Each year in the United States, productivity losses linked to absenteeism cost employers $225.8bn (CDC). The numbers are clear: when companies prioritize their employees’ health and wellness, employees get sick less and spend more time at work. It’s no surprise that when you feel good, you are more ready and often more willing to give time and attention to work. So what does this mean to the healthcare industry? How does providing health care for healthcare employees affect patient care?
Health improves the quality of healthcare
Distraction caused by pain or illness is a work hazard. In the healthcare industry, whether someone is testing a lab sample or picking up specimens to transport, focus can mean the difference between life or death. If employees show up to work feeling rested, nutritionally balanced, and exercised, they will be more available and focused on what needs to be done. And pain, fatigue, and stress-related symptoms can cause little mistakes that can have big consequences to patients.
Healthcare increases job longevity and performance
In the United States, receiving health care from your employer has become a kind of golden ticket. In fact, 56% of Americans said their health plan is the reason they’ve stayed at their current job (America’s Health Insurance). So how does this job longevity in healthcare industry jobs improve patient care?
First, continuity in work tends to improve work quality over time. Some of our drivers have been with us for over 20 years, and we work hard to instill a sense of patient responsibility in them—it’s the “no job is too small” ethic that guides us day to day. The care and quality of work our long-term team members demonstrate reflects who we are as a company. And this care directly affects the patients we serve.
In addition, when people spend more time at the same job, more meaningful workplace relationships develop. This camaraderie directly affects job satisfaction. Gallup found that close work friendships boost employee satisfaction by 50% and people with a best friend at work are seven times more likely to engage fully in their work.
Healthy relationships in the workplace make work more enjoyable, and for our drivers, the connections they have developed with hospital and lab staff can make going to work feel like visiting friends. And our clients want to know if their driver will be on holiday or is sick—their investment in the relationship goes beyond having a specimen picked up. For both the labs and the couriers, better relationships translate into better patient care.

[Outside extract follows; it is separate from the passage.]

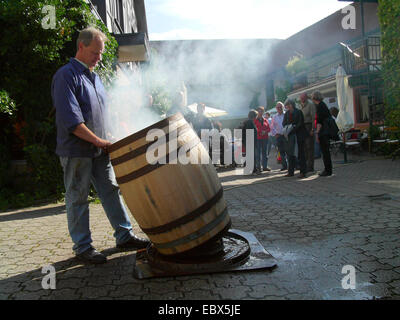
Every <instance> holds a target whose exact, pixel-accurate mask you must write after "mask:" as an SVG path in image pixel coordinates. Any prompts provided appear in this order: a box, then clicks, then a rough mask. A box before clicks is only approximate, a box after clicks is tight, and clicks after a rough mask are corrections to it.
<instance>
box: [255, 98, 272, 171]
mask: <svg viewBox="0 0 400 320" xmlns="http://www.w3.org/2000/svg"><path fill="white" fill-rule="evenodd" d="M257 112H258V114H257V118H256V119H254V124H255V126H256V127H257V144H256V148H255V152H256V169H257V172H258V173H260V172H261V163H262V171H271V169H270V168H268V154H267V148H268V133H269V132H270V131H271V129H270V127H269V123H268V120H267V119H266V118H264V116H263V115H264V107H262V106H261V107H258V108H257Z"/></svg>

Healthcare for healthcare industry employees creates empathy for patients
In the healthcare industry, perhaps the most positive outcome of providing employees health benefits is that they are more likely to empathize with the patients they are serving, positively affecting patient care. Empathy is hearing or recognizing the emotion behind what someone is saying, and it’s what allows us to put ourselves in their shoes.
Imagine a scenario in which a medical courier picks up a specimen from a hospital to transport it to a lab for testing. If that courier has visited a hospital recently for a similar test and had to wait for results, they’ll be more likely to empathize with the patient whose name is on the specimen bag even though they’ve never met them because they’ve had a similar experience.
This empathy translates to carefulness and increased attention in doing the job right. There is a “This could be me or someone I love” response that naturally makes us more attentive to the details that could save a life.
Providing health care for our drivers has improved the quality of the service we offer. It’s kept them with us longer, and has created a family atmosphere in the workplace that makes work more enjoyable. And because medical couriers play such a critical role on a patient’s road to health, helping them relate to the human beings behind the specimens they’re transporting is how we help them deliver excellent patient care.